A 400-pound sand tiger shark was released on the bay Monday with Fins & Grins Sport Fishing, Capt. Jim said. A trip in previous days aboard also fought the sharks, and the angling is great. Sand tigers are required to be released, but anglers enjoy fighting them, and Fins & Grins is tagging the fish for NOAA. Fins & Grins is also fishing for the sharks while waiting for other angling to pick up, like summer flounder fishing. The sharking is half the price of sharking farther from shore, on the ocean, another reason anglers like the trips. But Fins is also sharking on the ocean. One of those trips was great on Saturday aboard, landing five mako sharks, two dusky sharks and the biggest blue shark Jim ever saw. A few sizable flounder began to bite at the Old Grounds on the ocean, for anglers who could fish the deep water and pay attention. Fishing is available every day with Fins & Grins, and reservations aren’t required but suggested. Telephone for availability. The trips that fish the bay sail from the boat’s slip in Wildwood, like all trips do aboard.

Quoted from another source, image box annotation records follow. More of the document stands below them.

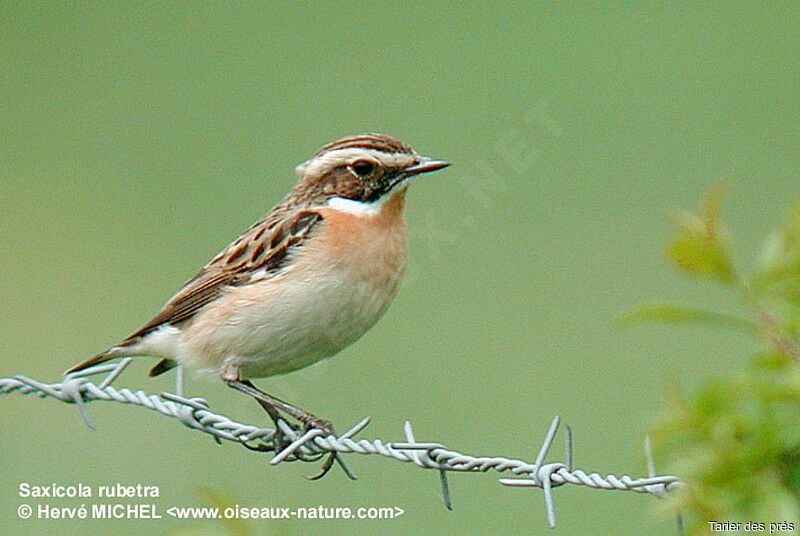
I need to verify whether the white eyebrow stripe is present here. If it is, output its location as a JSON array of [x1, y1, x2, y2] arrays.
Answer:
[[295, 147, 418, 176]]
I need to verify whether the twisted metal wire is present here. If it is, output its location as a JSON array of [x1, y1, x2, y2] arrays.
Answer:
[[0, 358, 682, 527]]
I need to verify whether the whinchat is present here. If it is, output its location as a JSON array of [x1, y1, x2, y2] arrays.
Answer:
[[68, 134, 449, 430]]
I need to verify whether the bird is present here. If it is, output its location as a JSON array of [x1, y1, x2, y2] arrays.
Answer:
[[66, 133, 450, 432]]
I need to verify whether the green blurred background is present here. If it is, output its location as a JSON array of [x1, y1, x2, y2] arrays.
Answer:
[[0, 2, 800, 535]]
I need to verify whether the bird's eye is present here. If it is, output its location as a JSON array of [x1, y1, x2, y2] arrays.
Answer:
[[350, 160, 375, 179]]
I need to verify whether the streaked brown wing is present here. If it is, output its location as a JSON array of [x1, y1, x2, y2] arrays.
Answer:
[[123, 210, 322, 344]]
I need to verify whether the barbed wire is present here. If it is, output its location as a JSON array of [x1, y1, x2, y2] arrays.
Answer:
[[0, 358, 682, 528]]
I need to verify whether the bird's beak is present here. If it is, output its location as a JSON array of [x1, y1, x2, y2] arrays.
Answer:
[[404, 156, 450, 175]]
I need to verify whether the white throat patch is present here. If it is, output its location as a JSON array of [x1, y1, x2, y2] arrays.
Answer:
[[327, 189, 394, 216]]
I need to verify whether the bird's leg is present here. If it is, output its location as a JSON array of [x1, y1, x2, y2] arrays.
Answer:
[[225, 379, 338, 480], [225, 379, 334, 434]]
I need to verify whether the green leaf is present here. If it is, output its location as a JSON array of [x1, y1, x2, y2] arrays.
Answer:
[[620, 304, 757, 333], [667, 233, 733, 283], [667, 185, 734, 283]]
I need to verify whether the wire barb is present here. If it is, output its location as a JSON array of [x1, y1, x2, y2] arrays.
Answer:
[[0, 364, 682, 527]]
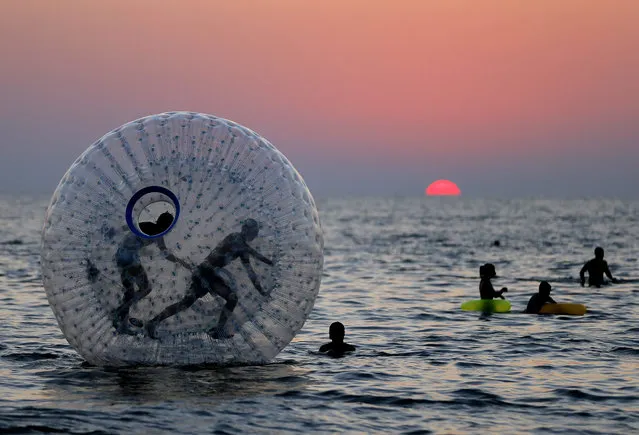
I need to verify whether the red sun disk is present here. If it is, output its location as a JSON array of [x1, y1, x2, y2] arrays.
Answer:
[[426, 180, 461, 196]]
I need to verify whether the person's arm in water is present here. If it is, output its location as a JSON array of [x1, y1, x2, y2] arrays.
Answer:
[[579, 261, 590, 287], [158, 238, 193, 270], [604, 263, 619, 284], [241, 253, 266, 296]]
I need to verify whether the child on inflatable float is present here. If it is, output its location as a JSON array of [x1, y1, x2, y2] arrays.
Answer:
[[524, 281, 557, 314], [479, 263, 508, 299]]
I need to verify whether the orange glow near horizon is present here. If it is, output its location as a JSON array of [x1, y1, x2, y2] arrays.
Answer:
[[426, 180, 461, 196], [0, 0, 639, 186]]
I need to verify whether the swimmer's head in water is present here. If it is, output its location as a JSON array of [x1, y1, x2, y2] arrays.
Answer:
[[539, 281, 552, 295], [328, 322, 345, 341], [155, 211, 173, 232], [242, 219, 260, 242]]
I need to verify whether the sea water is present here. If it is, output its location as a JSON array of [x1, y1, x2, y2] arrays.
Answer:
[[0, 195, 639, 434]]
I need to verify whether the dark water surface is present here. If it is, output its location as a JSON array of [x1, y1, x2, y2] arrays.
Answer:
[[0, 196, 639, 434]]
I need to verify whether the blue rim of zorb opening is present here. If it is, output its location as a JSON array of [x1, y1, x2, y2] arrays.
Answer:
[[126, 186, 180, 239]]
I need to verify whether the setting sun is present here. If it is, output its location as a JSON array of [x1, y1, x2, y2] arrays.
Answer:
[[426, 180, 461, 196]]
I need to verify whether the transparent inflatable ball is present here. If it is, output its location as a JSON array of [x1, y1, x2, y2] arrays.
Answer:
[[42, 112, 324, 366]]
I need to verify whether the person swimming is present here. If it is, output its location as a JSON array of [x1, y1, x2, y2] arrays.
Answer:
[[113, 212, 191, 333], [479, 263, 508, 299], [524, 281, 557, 314], [145, 219, 273, 338], [319, 322, 355, 356], [579, 247, 619, 288]]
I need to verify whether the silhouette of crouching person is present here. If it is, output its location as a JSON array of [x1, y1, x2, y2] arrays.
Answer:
[[145, 219, 273, 338]]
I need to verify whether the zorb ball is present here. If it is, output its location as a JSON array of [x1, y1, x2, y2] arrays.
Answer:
[[42, 112, 324, 366]]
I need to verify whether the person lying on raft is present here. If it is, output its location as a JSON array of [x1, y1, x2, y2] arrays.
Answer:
[[145, 219, 273, 338], [113, 212, 191, 332], [579, 247, 619, 288], [319, 322, 355, 356], [524, 281, 557, 314], [479, 263, 508, 299]]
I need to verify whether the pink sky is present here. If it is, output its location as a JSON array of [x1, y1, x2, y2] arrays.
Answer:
[[0, 0, 639, 196]]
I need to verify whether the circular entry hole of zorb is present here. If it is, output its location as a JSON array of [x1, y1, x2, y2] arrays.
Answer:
[[42, 112, 324, 366]]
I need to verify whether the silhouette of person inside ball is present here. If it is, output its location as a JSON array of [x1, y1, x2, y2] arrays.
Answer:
[[145, 219, 273, 338], [113, 212, 191, 333], [579, 247, 619, 288]]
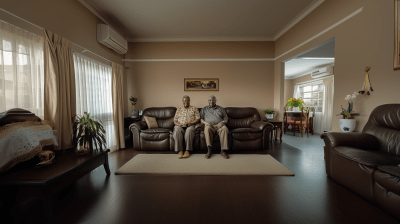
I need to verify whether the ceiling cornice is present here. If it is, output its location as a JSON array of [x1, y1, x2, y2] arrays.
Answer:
[[78, 0, 325, 42], [285, 62, 335, 79], [274, 0, 325, 41], [78, 0, 126, 40], [127, 36, 274, 42]]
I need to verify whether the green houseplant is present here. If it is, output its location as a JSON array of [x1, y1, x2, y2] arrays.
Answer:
[[72, 112, 107, 153]]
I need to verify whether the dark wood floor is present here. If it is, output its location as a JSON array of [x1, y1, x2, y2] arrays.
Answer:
[[0, 143, 400, 224]]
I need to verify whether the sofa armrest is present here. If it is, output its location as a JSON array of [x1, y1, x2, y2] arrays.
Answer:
[[321, 132, 380, 150], [194, 123, 204, 131], [129, 121, 147, 131], [251, 121, 274, 131]]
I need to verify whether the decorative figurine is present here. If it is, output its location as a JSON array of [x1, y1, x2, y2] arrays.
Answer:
[[359, 66, 374, 95]]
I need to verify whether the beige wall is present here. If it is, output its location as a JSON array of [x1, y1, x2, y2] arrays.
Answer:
[[0, 0, 124, 64], [275, 0, 400, 131], [125, 42, 274, 116]]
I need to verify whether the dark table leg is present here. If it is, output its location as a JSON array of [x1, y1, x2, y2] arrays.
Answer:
[[103, 154, 111, 175], [42, 190, 53, 219]]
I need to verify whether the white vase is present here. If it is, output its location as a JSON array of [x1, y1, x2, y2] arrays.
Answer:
[[339, 119, 356, 132], [265, 114, 274, 121]]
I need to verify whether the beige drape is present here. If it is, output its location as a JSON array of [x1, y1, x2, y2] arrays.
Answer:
[[112, 62, 125, 150], [44, 30, 76, 149], [321, 76, 334, 132]]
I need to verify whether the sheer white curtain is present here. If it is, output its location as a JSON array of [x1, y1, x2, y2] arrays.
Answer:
[[321, 77, 334, 132], [74, 52, 116, 151], [0, 21, 44, 118], [293, 85, 300, 98]]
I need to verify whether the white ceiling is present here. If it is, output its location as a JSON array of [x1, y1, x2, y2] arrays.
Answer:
[[285, 38, 335, 79], [78, 0, 324, 41]]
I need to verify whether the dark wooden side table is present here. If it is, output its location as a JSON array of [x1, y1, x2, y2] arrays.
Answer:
[[263, 118, 283, 142], [0, 149, 110, 218], [124, 117, 142, 144]]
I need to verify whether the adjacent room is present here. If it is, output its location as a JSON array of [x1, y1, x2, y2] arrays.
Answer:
[[0, 0, 400, 224]]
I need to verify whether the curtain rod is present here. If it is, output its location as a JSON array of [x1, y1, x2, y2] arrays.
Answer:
[[296, 75, 335, 85], [0, 8, 112, 62]]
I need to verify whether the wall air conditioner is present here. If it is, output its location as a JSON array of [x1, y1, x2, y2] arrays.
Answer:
[[311, 66, 333, 79], [97, 24, 128, 54]]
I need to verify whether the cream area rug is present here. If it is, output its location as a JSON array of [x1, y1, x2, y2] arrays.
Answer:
[[115, 154, 294, 176]]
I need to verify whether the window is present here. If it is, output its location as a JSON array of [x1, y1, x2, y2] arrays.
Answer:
[[0, 21, 44, 118], [300, 83, 324, 112], [74, 52, 115, 148]]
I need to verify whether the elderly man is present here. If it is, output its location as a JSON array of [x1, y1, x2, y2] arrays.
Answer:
[[173, 96, 200, 159], [200, 96, 229, 159]]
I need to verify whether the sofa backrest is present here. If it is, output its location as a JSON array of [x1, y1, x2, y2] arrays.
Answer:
[[225, 107, 261, 129], [142, 107, 176, 129], [362, 104, 400, 156]]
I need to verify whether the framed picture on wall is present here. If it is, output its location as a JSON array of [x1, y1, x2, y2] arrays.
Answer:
[[393, 0, 400, 70], [184, 78, 219, 91]]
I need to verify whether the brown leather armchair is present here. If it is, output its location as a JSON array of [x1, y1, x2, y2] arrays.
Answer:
[[321, 104, 400, 219], [129, 107, 176, 151], [194, 107, 274, 151]]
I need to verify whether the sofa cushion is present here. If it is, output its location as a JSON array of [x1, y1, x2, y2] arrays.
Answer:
[[231, 128, 262, 133], [374, 166, 400, 195], [140, 129, 170, 141], [144, 116, 158, 129], [378, 166, 400, 179], [142, 128, 171, 134], [232, 131, 263, 141], [333, 146, 400, 168]]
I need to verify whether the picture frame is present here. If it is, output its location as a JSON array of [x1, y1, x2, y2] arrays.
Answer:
[[183, 78, 219, 91], [393, 0, 400, 70]]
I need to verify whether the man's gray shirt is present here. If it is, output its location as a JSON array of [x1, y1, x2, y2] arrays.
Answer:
[[200, 105, 228, 124]]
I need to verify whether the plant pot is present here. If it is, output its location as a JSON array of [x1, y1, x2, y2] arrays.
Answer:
[[265, 114, 274, 121], [339, 119, 356, 132], [131, 105, 138, 118]]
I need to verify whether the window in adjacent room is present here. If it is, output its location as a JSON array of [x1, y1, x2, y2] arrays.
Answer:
[[0, 21, 44, 119], [74, 52, 115, 149], [300, 82, 324, 112]]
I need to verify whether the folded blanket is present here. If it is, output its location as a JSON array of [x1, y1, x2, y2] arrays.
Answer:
[[0, 121, 59, 172]]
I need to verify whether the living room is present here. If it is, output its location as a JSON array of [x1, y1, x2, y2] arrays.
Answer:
[[0, 0, 400, 223]]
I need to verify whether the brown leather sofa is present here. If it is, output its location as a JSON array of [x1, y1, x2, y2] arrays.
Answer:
[[195, 107, 274, 151], [130, 107, 273, 151], [130, 107, 176, 151], [321, 104, 400, 219]]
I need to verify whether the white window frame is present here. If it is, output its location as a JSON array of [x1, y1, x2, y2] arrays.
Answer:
[[299, 80, 324, 112]]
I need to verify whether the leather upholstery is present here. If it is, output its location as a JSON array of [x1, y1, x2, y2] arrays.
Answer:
[[321, 104, 400, 219], [362, 104, 400, 156], [196, 107, 274, 150], [130, 107, 273, 151]]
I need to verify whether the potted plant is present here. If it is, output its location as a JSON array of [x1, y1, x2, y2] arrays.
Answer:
[[263, 108, 275, 121], [285, 97, 304, 112], [72, 112, 107, 154], [129, 96, 138, 118], [336, 92, 360, 132]]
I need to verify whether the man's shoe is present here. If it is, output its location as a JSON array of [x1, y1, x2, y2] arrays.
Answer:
[[178, 151, 183, 159], [182, 151, 190, 158], [221, 152, 229, 159]]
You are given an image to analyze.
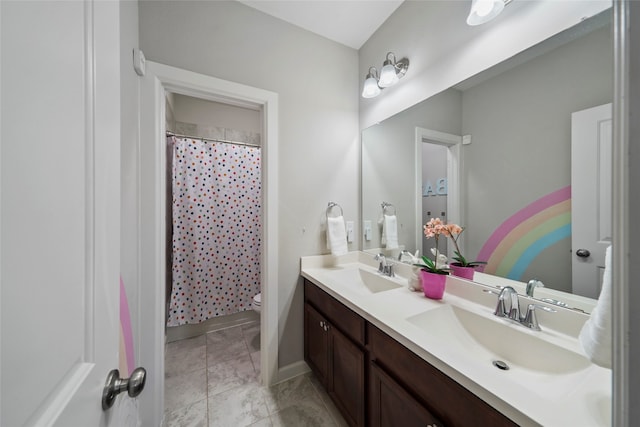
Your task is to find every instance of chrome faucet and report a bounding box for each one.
[493,286,520,322]
[373,254,395,277]
[526,279,544,297]
[398,249,413,263]
[493,286,555,331]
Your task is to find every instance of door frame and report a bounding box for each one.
[413,126,464,258]
[138,61,278,426]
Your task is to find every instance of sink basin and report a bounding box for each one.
[407,305,590,374]
[331,267,403,294]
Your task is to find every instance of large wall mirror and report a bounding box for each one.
[361,7,613,311]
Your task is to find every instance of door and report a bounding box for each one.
[0,1,124,427]
[327,325,365,426]
[571,104,613,298]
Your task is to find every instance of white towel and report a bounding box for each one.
[380,215,398,249]
[580,246,613,369]
[327,216,349,255]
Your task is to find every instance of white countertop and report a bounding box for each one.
[301,252,611,427]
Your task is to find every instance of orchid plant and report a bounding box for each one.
[416,218,449,274]
[442,224,486,267]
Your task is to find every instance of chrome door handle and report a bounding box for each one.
[576,249,591,258]
[102,368,147,411]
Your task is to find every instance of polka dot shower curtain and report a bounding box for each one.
[167,137,262,326]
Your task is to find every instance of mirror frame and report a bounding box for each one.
[611,0,640,426]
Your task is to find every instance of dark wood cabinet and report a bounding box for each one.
[304,284,366,426]
[369,362,444,427]
[304,304,329,387]
[304,280,517,427]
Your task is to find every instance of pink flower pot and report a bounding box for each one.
[449,263,475,280]
[420,270,447,299]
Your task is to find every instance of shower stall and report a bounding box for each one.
[167,97,262,327]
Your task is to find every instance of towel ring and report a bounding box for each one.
[380,202,396,215]
[327,202,344,218]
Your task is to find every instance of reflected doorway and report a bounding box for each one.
[421,141,449,257]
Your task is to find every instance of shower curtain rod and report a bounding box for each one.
[167,132,260,148]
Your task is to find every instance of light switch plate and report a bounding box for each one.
[364,220,371,242]
[347,221,354,243]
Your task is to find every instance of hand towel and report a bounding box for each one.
[327,216,349,255]
[579,246,612,369]
[380,215,398,249]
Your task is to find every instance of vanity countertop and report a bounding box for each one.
[301,252,611,427]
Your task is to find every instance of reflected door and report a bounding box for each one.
[571,104,613,298]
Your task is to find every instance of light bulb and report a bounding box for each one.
[467,0,504,26]
[476,0,493,17]
[362,74,380,98]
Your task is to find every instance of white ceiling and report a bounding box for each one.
[238,0,404,49]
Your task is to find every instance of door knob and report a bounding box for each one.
[102,368,147,411]
[576,249,591,258]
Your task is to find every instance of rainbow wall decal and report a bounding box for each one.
[478,186,571,280]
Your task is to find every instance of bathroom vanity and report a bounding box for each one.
[301,252,611,427]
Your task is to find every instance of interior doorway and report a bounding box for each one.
[415,127,464,259]
[138,61,278,425]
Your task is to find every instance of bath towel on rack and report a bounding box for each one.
[579,246,613,369]
[381,215,398,249]
[327,216,349,255]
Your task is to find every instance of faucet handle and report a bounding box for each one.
[385,262,396,277]
[521,304,556,331]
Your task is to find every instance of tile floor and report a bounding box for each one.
[165,322,347,427]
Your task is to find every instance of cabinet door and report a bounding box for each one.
[304,304,329,387]
[327,326,365,426]
[369,362,443,427]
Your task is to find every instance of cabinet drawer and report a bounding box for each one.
[304,279,365,346]
[367,324,517,426]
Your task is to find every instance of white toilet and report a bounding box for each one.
[251,293,262,313]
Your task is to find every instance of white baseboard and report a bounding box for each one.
[276,360,311,383]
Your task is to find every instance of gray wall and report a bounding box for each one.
[139,1,360,367]
[462,26,613,292]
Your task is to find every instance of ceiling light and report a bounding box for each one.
[362,52,409,98]
[467,0,511,26]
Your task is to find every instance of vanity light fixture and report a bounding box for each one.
[362,52,409,98]
[467,0,511,26]
[362,67,380,98]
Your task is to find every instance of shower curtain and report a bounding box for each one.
[167,137,262,326]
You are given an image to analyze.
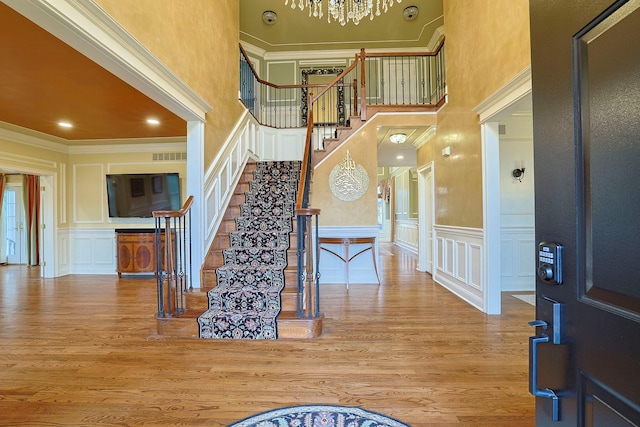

Croakers and weakfish hovered along the surf’s jetties, said Nick from Hands Too Bait & Tackle. That could include along Delaware Bay in town, and clams, shrimp or squid could be fished for the croakers. For the weaks, bloodworms on a float or soft-plastic lures could be cast. A few brown sharks and sand tiger sharks, both required to be released, bit in the surf. Sometimes they hit mostly at night during the season, but an angler reported tying into the sharks in the middle of the day. No striped bass swam the surf anymore this season, really. Small stripers were played on the back bay at night, like along bridges. Little was heard about summer flounder fishing on Delaware Bay. One angler fished near Brandywine Lighthouse on the bay, more than a week ago, with a half-dozen clams. He boated a puppy drum 5 to 15 pounds on each clam. Most drum seemed to depart the bay for the year, but a few remain all summer, at places like the lighthouses. The back bay gave up flounder, pretty good catches. A few of the flatfish began to bite in the ocean at Cape May Reef, Reef 11 and the Old Grounds.